21 juin 2024

Temps de lecture : 8 min

« Il n’y a rien de plus enrichissant que d’être utile à quelqu’un », Assaël Adary (Occurrence)

Le spécialiste de l’évaluation de la communication cache bien son jeu, ou plutôt ses tatouages. Le vrai Assaël Adary, fondateur de l’institut d’études Occurrence et co-auteur du célèbre Communicator, (car il vient de lancer son avatar*), répond au « Questionnaire d’INfluencia », autour d’une madeleine et d’un thé, au sein de l’hôtel Swann** – Proust oblige.

INfluencia : votre coup de cœur ?

Assaël Adary : il est à la fois pour une culture, des paysages, des gens et un pays : le Japon. Cela fait des années maintenant que j’ai eu un coup de cœur d’abord très virtuel et intellectuel pour le Japon, puis physique lors d’un premier voyage. Pour moi, c’est le pays du beau et du raffinement. Et le beau est apaisant. Quand on y va, on découvre cet amour réciproque entre Français et Japonais. Et puis comme souvent, lorsqu’on va au Japon, on n’a qu’une envie, c’est d’y retourner régulièrement. J’ai eu cette chance. C’est devenu une passion et une pulsion que je partage avec ma femme, qui s’est mis au japonais il y a 10 ans. Et comme elle le parle très bien, quoiqu’elle en dise, c’est encore une autre dimension de plaisir et de voyage qui s’offre à moi. Et ce coup de cœur s’est transformé en quasi-obsession pour tout ce qui touche à ce pays. Entre deux voyages, je me console à Paris avec de bons restaurants, des expos, voire des séries comme « Tokyo Vice ». Le hasard a d’ailleurs fait que mon petit frère qui vient de passer un an au Japon m’a appelé il y a quelques jours pour dire qu’il ne rentrerait pas. Et comme il a une petite amie japonaise, nos liens avec ce pays vont encore se resserrer. Nous allons certainement y retourner encore plus régulièrement.

 

En 2023, j’ai reçu de nombreuses insultes et surtout des menaces de mort

IN. : et votre coup de colère ?

A.A. : avoir dû porter plainte pour menaces de mort à caractère antisémite en avril 2023. Cela m’a fait un choc parce que je ne peux pas dire que j’ai connu l’antisémitisme autrefois. À l’école, on se moquait un peu de mon prénom, on m’appelait « Azraël, le chat de Gargamel » (ndlr dans les Schtroumpfs). Mais cela n’allait jamais bien loin.  Je me souviens, à la grande époque de « Touche pas à mon pote », j’avais un copain, Rachid qui portait la panoplie complète de Yasser Arafat et des leaders de l’OLP, mais à aucun moment nous ne nous insultions et avons essayé d’importer le sujet.

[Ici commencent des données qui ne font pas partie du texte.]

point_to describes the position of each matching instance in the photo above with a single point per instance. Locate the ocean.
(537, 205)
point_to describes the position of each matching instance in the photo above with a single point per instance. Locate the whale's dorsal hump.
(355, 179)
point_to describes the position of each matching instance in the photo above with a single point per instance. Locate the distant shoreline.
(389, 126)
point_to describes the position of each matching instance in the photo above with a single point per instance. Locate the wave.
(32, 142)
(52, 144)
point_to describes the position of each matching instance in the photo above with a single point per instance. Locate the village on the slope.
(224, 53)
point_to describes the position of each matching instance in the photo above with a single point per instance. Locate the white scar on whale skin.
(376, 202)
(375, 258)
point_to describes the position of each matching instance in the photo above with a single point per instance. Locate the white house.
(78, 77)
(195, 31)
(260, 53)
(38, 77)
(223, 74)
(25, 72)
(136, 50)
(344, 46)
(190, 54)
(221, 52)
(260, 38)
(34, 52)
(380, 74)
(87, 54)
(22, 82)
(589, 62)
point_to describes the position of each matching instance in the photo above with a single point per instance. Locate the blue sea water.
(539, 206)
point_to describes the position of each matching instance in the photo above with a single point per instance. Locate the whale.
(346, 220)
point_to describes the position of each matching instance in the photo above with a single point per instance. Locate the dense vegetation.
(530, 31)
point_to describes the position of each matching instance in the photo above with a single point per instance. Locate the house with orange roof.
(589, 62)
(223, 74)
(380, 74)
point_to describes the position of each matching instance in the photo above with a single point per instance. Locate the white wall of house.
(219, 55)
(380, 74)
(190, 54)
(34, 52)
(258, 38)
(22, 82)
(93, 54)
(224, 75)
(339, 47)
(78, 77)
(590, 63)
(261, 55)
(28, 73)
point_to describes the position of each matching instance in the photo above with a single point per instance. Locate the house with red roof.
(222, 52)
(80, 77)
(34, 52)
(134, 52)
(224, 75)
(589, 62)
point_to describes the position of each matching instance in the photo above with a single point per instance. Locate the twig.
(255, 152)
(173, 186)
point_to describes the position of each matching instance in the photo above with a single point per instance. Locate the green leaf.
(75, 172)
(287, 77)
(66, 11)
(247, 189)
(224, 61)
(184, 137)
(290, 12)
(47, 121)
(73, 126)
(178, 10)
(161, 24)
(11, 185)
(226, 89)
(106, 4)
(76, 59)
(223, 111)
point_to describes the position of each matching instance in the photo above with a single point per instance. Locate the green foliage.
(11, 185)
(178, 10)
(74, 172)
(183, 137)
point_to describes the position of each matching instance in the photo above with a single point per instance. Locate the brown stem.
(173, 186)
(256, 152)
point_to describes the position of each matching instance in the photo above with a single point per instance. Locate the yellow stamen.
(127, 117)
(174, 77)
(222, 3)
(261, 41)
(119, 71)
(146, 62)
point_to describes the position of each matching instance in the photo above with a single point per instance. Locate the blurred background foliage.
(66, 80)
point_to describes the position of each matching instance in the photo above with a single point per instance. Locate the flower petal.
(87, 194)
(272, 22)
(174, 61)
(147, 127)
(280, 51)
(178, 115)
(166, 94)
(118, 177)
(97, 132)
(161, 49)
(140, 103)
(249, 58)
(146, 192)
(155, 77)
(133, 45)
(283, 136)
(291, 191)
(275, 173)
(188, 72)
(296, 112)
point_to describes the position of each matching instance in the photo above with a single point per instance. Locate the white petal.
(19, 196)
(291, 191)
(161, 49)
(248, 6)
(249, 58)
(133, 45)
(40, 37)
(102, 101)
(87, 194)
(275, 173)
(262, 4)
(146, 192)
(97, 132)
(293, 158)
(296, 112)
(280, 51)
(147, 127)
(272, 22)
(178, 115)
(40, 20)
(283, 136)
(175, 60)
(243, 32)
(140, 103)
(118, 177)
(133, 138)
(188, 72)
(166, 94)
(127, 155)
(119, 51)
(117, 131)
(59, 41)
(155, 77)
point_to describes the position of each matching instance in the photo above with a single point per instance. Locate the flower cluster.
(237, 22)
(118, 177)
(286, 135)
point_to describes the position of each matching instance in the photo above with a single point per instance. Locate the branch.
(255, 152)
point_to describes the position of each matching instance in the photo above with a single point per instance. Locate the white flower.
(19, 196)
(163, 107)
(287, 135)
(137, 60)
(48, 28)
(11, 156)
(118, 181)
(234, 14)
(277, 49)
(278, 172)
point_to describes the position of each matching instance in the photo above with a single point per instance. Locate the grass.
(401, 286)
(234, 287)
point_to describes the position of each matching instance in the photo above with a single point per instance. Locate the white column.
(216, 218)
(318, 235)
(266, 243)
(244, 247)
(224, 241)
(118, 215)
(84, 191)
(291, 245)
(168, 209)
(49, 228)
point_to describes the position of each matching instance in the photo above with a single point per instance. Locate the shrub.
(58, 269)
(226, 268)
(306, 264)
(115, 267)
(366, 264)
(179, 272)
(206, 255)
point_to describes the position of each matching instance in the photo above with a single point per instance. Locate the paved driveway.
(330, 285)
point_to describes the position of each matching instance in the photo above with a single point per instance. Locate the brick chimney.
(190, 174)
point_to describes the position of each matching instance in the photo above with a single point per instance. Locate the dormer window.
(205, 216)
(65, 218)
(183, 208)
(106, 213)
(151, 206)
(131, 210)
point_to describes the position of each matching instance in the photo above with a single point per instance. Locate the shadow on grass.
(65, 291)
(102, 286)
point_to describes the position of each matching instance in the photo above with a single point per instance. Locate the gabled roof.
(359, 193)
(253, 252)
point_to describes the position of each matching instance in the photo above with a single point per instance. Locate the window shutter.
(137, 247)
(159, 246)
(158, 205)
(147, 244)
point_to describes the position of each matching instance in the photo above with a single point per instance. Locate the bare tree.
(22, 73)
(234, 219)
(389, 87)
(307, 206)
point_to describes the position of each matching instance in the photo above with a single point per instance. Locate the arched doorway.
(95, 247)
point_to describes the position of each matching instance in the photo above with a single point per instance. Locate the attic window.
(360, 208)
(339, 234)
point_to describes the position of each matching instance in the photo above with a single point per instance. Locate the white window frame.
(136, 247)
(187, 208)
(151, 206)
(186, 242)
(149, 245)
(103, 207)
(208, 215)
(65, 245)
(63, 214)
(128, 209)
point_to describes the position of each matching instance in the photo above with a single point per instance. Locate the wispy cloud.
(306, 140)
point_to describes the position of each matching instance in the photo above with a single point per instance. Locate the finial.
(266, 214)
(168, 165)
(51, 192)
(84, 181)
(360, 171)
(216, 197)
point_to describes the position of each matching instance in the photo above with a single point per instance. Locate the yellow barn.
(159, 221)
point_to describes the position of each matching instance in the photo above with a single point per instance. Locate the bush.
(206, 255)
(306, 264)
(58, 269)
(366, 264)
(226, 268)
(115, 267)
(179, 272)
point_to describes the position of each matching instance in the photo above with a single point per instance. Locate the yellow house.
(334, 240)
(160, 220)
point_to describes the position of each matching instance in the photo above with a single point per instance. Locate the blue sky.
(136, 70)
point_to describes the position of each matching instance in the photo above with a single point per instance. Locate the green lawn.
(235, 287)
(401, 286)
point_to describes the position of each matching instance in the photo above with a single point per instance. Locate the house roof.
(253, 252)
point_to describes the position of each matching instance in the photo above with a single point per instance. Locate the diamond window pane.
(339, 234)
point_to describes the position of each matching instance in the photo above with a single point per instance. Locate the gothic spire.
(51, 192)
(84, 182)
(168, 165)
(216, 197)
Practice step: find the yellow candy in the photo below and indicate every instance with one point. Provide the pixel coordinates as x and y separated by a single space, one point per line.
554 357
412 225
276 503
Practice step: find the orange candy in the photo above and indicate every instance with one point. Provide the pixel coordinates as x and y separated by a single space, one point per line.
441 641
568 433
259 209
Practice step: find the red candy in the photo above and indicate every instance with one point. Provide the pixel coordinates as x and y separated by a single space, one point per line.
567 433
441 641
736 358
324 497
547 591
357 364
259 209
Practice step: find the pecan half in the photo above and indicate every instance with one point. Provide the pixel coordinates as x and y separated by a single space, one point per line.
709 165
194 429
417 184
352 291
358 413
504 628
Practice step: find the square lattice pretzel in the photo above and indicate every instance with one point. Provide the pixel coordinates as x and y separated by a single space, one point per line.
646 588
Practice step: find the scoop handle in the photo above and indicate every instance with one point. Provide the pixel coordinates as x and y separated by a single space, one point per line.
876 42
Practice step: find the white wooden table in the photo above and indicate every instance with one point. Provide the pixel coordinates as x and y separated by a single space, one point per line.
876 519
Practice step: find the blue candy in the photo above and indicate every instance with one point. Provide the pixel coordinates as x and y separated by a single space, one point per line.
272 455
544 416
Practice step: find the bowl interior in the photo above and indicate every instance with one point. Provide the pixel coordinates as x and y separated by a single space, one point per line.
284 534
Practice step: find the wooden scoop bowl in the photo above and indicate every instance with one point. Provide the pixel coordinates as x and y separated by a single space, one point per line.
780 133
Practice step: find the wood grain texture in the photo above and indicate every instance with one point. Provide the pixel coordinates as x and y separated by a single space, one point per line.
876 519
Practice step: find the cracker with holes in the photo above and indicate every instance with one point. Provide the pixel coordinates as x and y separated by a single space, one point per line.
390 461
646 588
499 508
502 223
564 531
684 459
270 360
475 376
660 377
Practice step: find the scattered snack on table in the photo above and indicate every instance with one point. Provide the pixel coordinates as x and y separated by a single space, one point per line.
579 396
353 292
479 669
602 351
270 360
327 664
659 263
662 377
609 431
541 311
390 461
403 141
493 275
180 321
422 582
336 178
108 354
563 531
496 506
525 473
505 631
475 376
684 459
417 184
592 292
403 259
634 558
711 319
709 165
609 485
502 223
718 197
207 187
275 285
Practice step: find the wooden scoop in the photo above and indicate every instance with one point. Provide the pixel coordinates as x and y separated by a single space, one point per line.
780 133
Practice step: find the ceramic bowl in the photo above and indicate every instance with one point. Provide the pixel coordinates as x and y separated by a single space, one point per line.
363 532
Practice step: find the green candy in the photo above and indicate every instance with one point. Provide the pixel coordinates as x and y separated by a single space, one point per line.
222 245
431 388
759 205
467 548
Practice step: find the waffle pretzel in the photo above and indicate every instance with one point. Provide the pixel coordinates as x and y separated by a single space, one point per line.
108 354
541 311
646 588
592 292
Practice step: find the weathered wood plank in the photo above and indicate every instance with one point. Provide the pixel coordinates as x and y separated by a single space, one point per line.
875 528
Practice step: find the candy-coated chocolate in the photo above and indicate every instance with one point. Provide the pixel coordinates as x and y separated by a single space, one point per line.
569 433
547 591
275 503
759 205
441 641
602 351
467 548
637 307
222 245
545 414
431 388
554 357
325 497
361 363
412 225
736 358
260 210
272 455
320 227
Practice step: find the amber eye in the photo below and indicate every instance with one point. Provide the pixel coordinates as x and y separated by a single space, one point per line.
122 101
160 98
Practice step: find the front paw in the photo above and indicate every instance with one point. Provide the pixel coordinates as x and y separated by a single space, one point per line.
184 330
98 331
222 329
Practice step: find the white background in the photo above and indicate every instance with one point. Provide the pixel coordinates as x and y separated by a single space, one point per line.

Mais en 2023, j’ai reçu de nombreuses insultes et surtout des menaces de mort : « tu es un rat au nez crochu, on va te brûler comme tous les Juifs ». L’une d’entre elles était très longue, deux pages et demie. Et là je me suis dit qu’il fallait porter plainte. Ce que j’ai subi a été violent, j’ai ressenti à la fois de la douleur et de la colère. Menacer quelqu’un de mort ça n’a pas de sens et cela l’est encore moins parce qu’il est juif. La police n’a pas trouvé l’auteur mais cela m’a fait du bien de porter plainte.

 

J’ai été appelé en 2000 en tant que juré à assister à deux procès d’assises pour crimes et à prononcer une condamnation

IN. : l’événement qui vous a le plus marqué dans votre vie ?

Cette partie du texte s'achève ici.